Search code examples
javaxmlandroidsaxstringreader

Using Android SAXParser, one my my XML Elements is mysteriously breaking in half


And its not '&'

Im using the SAXParser object do parse the actual XML.

This is normally done by passing a URL to the XMLReader.Parse method. Because my XML is coming from a POST request to a webservice, I am saving that result as a String and then employing StringReader / InputSource to feed this string back to the XMLReader.Parse method.

However, something strange is happening at the 2001st character of the XMLstring.
The 'characters' method of the document handler is being called TWICE in between the startElement and endElement methods, effectively breaking my string (in this case a project title) into two pieces. Because I am instantiating objects in my characters method, I am getting two objects instead of one.

This line, about 2000 chars into the string fires 'characters' two times, breaking between "Lower" and "Level"

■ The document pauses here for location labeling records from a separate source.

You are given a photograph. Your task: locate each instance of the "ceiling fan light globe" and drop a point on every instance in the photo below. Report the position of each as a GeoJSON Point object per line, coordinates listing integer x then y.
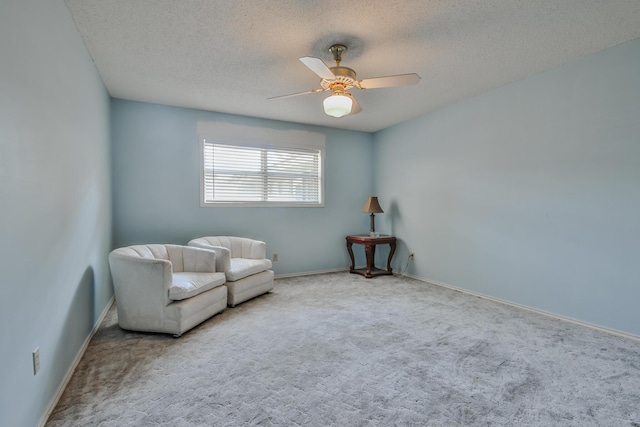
{"type": "Point", "coordinates": [337, 105]}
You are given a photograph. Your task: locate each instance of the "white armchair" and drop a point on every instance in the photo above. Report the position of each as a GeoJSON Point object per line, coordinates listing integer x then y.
{"type": "Point", "coordinates": [244, 262]}
{"type": "Point", "coordinates": [166, 288]}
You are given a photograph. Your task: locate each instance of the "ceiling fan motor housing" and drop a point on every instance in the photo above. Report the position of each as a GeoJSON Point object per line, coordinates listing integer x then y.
{"type": "Point", "coordinates": [344, 75]}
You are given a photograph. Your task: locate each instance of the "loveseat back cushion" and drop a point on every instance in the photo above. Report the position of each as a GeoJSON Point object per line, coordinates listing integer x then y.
{"type": "Point", "coordinates": [190, 284]}
{"type": "Point", "coordinates": [187, 258]}
{"type": "Point", "coordinates": [242, 267]}
{"type": "Point", "coordinates": [240, 247]}
{"type": "Point", "coordinates": [146, 251]}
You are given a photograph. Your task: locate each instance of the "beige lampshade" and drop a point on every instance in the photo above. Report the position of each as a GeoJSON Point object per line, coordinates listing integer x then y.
{"type": "Point", "coordinates": [372, 206]}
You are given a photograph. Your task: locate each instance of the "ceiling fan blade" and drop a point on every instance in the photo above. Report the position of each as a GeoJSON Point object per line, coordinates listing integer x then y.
{"type": "Point", "coordinates": [390, 81]}
{"type": "Point", "coordinates": [317, 66]}
{"type": "Point", "coordinates": [298, 93]}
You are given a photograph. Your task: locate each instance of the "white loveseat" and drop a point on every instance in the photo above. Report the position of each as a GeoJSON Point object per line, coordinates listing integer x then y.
{"type": "Point", "coordinates": [166, 288]}
{"type": "Point", "coordinates": [244, 262]}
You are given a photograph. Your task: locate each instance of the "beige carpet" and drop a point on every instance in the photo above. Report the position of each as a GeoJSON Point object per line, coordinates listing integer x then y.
{"type": "Point", "coordinates": [341, 350]}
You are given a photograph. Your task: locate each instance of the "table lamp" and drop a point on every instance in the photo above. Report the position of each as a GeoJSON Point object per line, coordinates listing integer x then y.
{"type": "Point", "coordinates": [372, 206]}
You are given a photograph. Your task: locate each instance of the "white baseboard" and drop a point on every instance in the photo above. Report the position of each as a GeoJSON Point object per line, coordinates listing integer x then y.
{"type": "Point", "coordinates": [56, 397]}
{"type": "Point", "coordinates": [524, 307]}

<title>SUMC-BOOKSTORE, LOWER LEVEL RENOVATIONS</title>

When I bypass the StringReader / InputSource workaround and feed a flat XML file to XMLReader.Parse, it works absolutely fine.

Something about StringReader and or InputSource is somehow screwing this up.

Here is my method that takes and XML string and parses is through the SAXParser.

    public void parseXML(String XMLstring) {
    try {
        SAXParserFactory spf = SAXParserFactory.newInstance();
        SAXParser sp = spf.newSAXParser();
        XMLReader xr = sp.getXMLReader();
        xr.setContentHandler(this);

        // Something is happening in the StringReader or InputSource 
        // That cuts the XML element in half at the 2001 character mark.

        StringReader sr = new StringReader(XMLstring);
        InputSource is = new InputSource(sr);
        xr.parse(is);


    } catch (IOException e) {
        Log.e("CMS1", e.toString());
    } catch (SAXException e) {
        Log.e("CMS2", e.toString());
    } catch (ParserConfigurationException e) {
        Log.e("CMS3", e.toString());
    }
}

I would greatly appreciate any ideas on how to not have 'characters' firing off twice when I get to this point in the XML String.

Or, show me how to use a POST request and still pass off the URL to the Parse function.

THANK YOU.


Solution

  • As donroby said it's perfectly legitimate for the parser to call the characters method more than once between startElement and endElement. However that isn't "misbehaving" at all and you shouldn't try to finagle things so that it doesn't happen. Your parser seems to be using a 2000-character buffer, but there are other reasons it might break a text node into parts.

    What you should do is to accumulate data in the characters method and process it later, in the endElement method when you are sure you have accumulated all of the character data for the node.